MANZANEDA DE OMAÑA: COMO SE COGE UNA TRUCHA A MANO...

COMO SE COGE UNA TRUCHA A MANO

Siempre he oído decir que coger una trucha a mano, debe de ser muy difícil, casi imposible; se resbalan tanto...

Opino que en la vida no hay nada fácil, todo exige mucha preparación y entrenamiento, y pocas cosas imposibles de alcanzar si uno se lo propone y pone en juego los medios adecuados.

Aquellos que estamos metidos en el mundo de la enseñanza, sabemos lo que cuesta a un niño ir superando día a día la lección diaria y los miles de horas que se consumen para conseguir un simple certificado de estudios primarios.

Parecida dificultad y trabajo, diríamos, es el que exige el conocimiento y la destreza de cualquier deporte.

La captura de una trucha a mano, verdadero deporte, también tiene sus dificultades, pero no tantas como algunos creen.

Una vez en el río, el pescador de mano ha de tener en cuenta dos cosas: primero, localizar la trucha y a continuación cogerla, cosa ésta, como bien se puede suponer, la más difícil.

Se pesca siempre río arriba, es decir, contra corriente. Y la razón está en que, además de ser más cómodo, la trucha al salir huyendo, casi siempre va aguas arriba con lo cual existe la posibilidad de volver a encontrarla.

Si se trata de un pozo o una piedra grande, la trucha allí se siente segura y habrá entonces que acosarla mucho para que lo abandone.

Conocer el río ayuda mucho. Los pequeños ríos de montaña varían muy poco de un año para otro. Las piedras buenas suelen ser las grandes y no es fácil que una crecida las arranque o las ciegue.

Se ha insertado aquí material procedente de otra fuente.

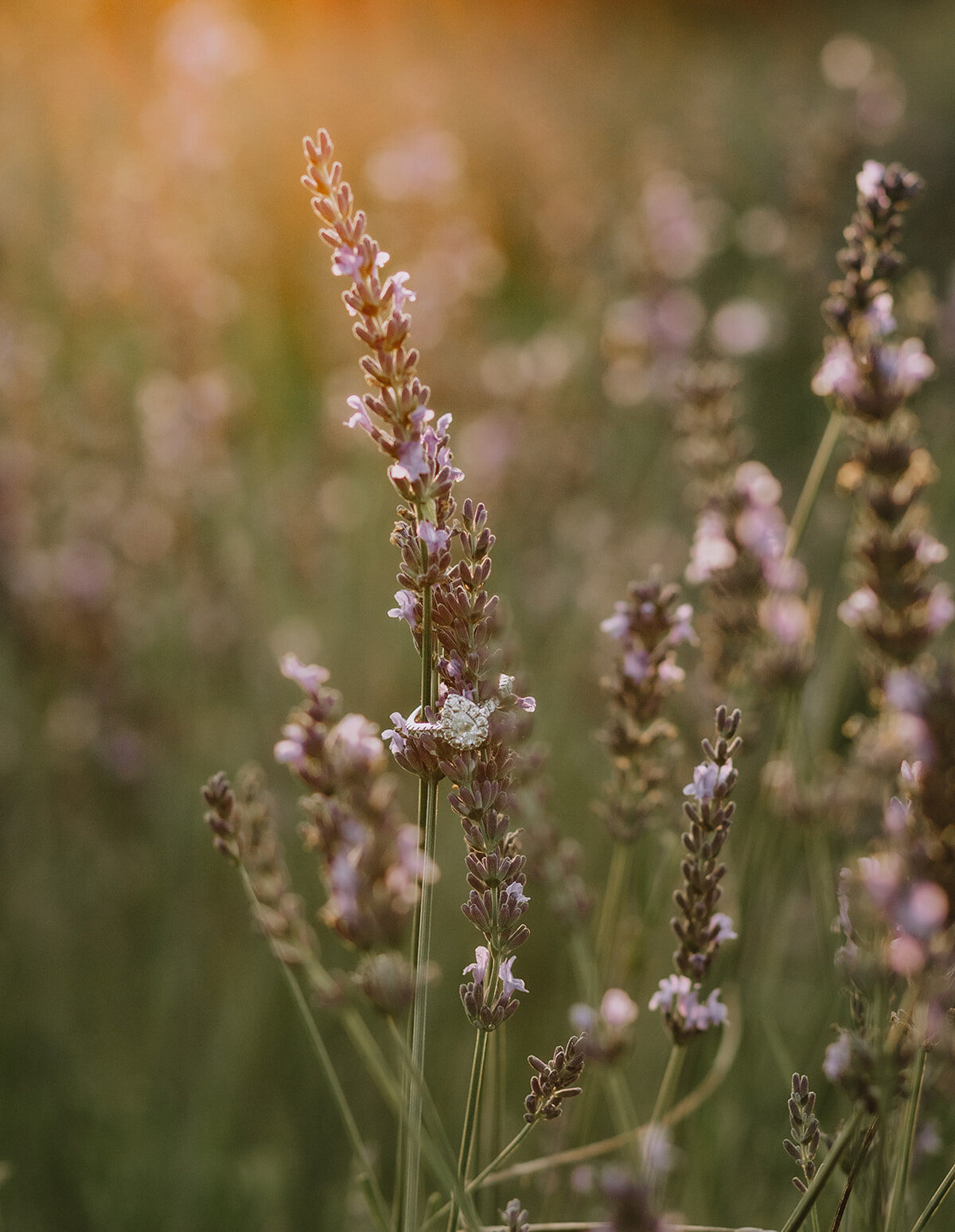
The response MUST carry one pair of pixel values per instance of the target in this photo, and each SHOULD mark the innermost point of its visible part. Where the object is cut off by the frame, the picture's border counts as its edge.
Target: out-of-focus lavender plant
(649, 626)
(896, 606)
(755, 626)
(700, 929)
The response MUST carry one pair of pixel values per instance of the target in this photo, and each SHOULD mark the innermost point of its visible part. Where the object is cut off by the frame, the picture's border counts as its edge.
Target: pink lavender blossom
(411, 462)
(840, 373)
(478, 969)
(879, 314)
(671, 673)
(401, 292)
(679, 998)
(636, 665)
(290, 751)
(618, 626)
(433, 539)
(903, 368)
(404, 610)
(930, 551)
(838, 1055)
(786, 618)
(514, 890)
(757, 483)
(939, 609)
(707, 778)
(310, 678)
(860, 604)
(725, 930)
(683, 630)
(711, 550)
(357, 746)
(510, 984)
(618, 1009)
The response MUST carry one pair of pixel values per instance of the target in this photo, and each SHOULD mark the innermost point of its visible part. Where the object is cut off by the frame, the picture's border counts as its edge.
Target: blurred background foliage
(584, 195)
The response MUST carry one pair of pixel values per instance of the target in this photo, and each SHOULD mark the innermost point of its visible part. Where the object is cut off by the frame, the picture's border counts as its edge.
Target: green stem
(434, 1140)
(505, 1153)
(606, 932)
(937, 1199)
(368, 1179)
(419, 1020)
(471, 1110)
(898, 1198)
(813, 1194)
(689, 1104)
(813, 479)
(668, 1083)
(853, 1173)
(422, 932)
(622, 1105)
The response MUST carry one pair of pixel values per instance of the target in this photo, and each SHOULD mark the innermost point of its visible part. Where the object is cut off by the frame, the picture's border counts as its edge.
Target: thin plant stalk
(813, 481)
(622, 1105)
(853, 1173)
(606, 932)
(898, 1198)
(471, 1113)
(433, 1126)
(368, 1179)
(668, 1083)
(937, 1199)
(427, 825)
(816, 1185)
(503, 1155)
(721, 1066)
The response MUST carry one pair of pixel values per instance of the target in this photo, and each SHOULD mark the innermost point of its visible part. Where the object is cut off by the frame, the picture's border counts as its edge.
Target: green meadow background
(584, 195)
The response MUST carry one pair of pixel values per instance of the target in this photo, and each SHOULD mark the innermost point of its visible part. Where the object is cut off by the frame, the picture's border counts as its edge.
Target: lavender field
(534, 530)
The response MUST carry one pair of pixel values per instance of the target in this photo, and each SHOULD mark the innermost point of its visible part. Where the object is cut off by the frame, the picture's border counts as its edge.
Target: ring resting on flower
(462, 722)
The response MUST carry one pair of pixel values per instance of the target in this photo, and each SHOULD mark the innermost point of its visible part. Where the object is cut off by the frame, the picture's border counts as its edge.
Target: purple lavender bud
(433, 539)
(636, 665)
(411, 462)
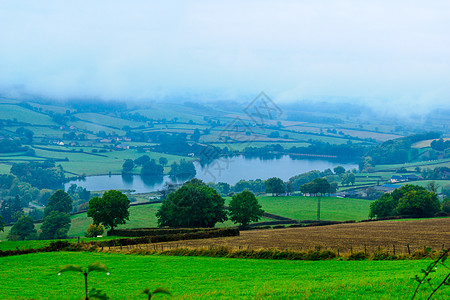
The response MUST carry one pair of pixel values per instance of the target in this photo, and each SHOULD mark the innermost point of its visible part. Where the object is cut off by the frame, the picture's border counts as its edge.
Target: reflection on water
(229, 170)
(233, 169)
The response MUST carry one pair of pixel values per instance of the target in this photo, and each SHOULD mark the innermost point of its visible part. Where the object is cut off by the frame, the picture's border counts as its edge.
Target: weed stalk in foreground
(440, 260)
(98, 267)
(156, 291)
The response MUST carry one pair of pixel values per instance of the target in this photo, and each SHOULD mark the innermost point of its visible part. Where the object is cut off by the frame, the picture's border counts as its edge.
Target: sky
(387, 53)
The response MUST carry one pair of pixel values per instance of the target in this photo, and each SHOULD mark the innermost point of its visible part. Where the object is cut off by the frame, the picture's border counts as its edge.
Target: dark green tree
(163, 161)
(110, 210)
(23, 229)
(275, 186)
(319, 186)
(60, 201)
(244, 208)
(339, 170)
(196, 135)
(193, 205)
(446, 205)
(127, 166)
(56, 225)
(11, 210)
(151, 168)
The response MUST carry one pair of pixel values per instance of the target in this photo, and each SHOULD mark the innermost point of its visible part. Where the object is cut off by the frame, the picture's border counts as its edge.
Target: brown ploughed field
(417, 234)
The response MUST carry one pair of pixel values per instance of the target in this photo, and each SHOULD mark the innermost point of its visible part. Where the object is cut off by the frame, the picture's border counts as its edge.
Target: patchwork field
(347, 237)
(305, 208)
(35, 276)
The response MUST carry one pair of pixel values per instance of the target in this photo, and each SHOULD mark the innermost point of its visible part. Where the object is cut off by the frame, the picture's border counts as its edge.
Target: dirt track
(417, 233)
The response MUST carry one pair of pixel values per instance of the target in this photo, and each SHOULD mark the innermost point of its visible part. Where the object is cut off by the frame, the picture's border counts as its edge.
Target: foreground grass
(35, 276)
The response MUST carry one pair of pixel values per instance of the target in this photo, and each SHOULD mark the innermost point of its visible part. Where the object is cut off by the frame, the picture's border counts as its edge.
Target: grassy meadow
(34, 276)
(305, 208)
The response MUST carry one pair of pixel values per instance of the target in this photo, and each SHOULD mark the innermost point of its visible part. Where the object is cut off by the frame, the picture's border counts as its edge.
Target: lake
(229, 170)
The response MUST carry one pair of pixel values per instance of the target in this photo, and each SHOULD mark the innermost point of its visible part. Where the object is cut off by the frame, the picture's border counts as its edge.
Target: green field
(294, 207)
(305, 208)
(4, 168)
(24, 115)
(34, 276)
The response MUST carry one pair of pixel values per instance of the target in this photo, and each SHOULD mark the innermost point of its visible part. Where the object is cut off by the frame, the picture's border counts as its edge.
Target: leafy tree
(446, 190)
(152, 168)
(110, 210)
(446, 205)
(339, 170)
(433, 187)
(418, 203)
(244, 208)
(95, 230)
(163, 161)
(127, 166)
(193, 205)
(23, 229)
(318, 186)
(11, 210)
(56, 225)
(383, 207)
(196, 135)
(59, 201)
(275, 186)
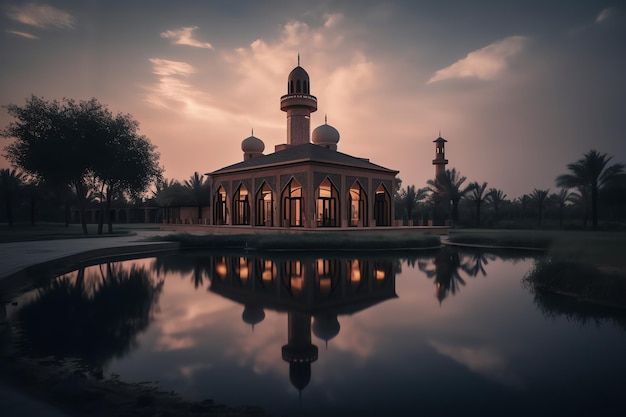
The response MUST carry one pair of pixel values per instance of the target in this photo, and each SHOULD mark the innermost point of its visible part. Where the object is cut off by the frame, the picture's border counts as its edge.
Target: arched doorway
(265, 206)
(382, 206)
(357, 206)
(293, 204)
(327, 204)
(220, 212)
(241, 206)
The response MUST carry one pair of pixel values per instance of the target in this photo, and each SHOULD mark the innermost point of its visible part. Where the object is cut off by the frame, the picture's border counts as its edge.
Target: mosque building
(305, 182)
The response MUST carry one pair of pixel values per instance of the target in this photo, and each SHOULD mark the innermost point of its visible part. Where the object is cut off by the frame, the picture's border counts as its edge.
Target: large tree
(478, 196)
(409, 200)
(591, 174)
(80, 144)
(496, 198)
(11, 187)
(197, 188)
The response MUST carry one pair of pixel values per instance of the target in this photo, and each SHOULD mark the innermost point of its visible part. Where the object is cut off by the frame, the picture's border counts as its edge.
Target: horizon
(519, 90)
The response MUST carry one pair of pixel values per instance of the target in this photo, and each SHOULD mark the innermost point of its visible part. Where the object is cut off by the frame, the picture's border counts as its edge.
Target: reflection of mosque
(318, 289)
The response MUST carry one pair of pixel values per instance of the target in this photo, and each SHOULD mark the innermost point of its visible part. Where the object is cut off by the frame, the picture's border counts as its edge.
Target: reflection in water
(306, 288)
(93, 317)
(490, 345)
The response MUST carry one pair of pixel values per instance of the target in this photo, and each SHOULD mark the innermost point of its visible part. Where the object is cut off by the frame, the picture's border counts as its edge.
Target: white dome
(252, 144)
(325, 135)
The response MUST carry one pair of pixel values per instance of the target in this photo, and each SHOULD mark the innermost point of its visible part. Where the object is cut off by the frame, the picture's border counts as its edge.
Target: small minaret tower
(440, 160)
(299, 104)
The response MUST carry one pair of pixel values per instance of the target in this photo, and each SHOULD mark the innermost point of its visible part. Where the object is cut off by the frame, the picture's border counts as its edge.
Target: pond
(447, 332)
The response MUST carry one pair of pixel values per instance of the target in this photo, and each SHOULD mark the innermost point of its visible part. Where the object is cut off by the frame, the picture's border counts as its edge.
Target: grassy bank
(577, 280)
(602, 249)
(314, 241)
(51, 231)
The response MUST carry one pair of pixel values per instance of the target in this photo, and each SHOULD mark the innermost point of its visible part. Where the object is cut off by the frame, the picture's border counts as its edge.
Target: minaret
(440, 160)
(299, 104)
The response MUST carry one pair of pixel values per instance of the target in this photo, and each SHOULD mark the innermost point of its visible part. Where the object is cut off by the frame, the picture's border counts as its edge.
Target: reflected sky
(447, 333)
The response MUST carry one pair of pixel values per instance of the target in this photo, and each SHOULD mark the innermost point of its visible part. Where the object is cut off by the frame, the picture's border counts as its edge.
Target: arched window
(241, 206)
(265, 206)
(382, 207)
(293, 204)
(220, 213)
(326, 209)
(357, 206)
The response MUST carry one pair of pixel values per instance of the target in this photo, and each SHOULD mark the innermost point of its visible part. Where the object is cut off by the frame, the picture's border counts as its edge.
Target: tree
(410, 198)
(495, 198)
(82, 145)
(11, 185)
(447, 190)
(477, 195)
(197, 188)
(591, 173)
(539, 198)
(561, 199)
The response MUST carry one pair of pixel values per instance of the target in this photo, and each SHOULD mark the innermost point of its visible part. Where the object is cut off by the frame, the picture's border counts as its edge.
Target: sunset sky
(518, 88)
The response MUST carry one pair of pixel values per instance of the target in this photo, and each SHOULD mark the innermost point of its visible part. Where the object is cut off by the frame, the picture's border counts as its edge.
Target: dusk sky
(518, 88)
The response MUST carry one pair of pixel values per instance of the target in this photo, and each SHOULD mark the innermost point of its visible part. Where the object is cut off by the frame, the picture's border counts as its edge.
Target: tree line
(590, 184)
(79, 154)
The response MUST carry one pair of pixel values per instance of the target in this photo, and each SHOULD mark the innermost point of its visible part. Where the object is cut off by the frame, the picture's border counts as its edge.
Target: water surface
(438, 333)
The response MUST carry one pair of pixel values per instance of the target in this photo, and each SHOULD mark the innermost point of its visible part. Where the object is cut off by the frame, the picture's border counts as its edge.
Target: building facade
(305, 182)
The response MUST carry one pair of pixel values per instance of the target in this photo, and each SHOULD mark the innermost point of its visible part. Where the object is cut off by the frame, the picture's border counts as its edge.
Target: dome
(252, 144)
(326, 327)
(325, 135)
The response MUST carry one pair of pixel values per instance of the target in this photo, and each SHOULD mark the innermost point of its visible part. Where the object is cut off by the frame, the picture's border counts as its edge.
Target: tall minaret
(440, 160)
(299, 104)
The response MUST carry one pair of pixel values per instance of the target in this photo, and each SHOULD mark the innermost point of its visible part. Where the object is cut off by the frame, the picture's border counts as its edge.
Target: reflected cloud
(485, 63)
(41, 16)
(484, 360)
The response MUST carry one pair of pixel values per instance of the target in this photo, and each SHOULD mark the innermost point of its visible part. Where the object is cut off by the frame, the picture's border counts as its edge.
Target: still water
(436, 333)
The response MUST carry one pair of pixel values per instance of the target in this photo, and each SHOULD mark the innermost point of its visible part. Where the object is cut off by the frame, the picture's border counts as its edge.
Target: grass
(51, 231)
(579, 280)
(314, 241)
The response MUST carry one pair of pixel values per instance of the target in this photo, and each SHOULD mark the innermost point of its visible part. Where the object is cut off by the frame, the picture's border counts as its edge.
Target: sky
(519, 89)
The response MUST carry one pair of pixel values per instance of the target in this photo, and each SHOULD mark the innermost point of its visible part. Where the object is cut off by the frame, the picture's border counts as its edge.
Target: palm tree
(539, 198)
(562, 198)
(447, 189)
(495, 197)
(197, 187)
(11, 185)
(410, 198)
(592, 172)
(478, 196)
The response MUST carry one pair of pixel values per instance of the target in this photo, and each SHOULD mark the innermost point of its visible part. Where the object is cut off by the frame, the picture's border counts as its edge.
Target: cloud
(41, 16)
(184, 36)
(23, 34)
(483, 360)
(485, 63)
(605, 15)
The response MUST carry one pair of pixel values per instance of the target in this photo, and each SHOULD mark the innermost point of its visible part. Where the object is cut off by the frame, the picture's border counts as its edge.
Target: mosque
(306, 182)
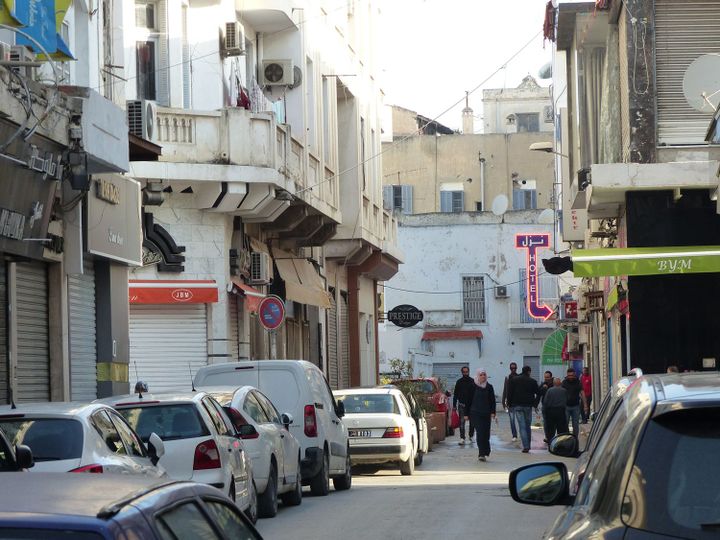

La piedra suele tener la entrada por la parte de abajo, contraria a la corriente y no suele obstruirse. Lo más que puede suceder es que penetren algunas arenas o piedras pequeñas, fáciles de remover.

Por la parte de arriba y por los lados de la piedra, el agua puede abrir nuevas entradas o taponarlas.

Sé de muchas piedras que, a lo largo de los años, están siempre igual. Todo es cuestión de ir con más cuidado la primera vez que visitas el río. Si la entrada se ha taponado un poco, se escarba y se hace el agujero un poco mayor, hasta que entre la mano.

Las piedras del centro del río varían un poco más; unas desaparecen y otras son cubiertas por los arrastres.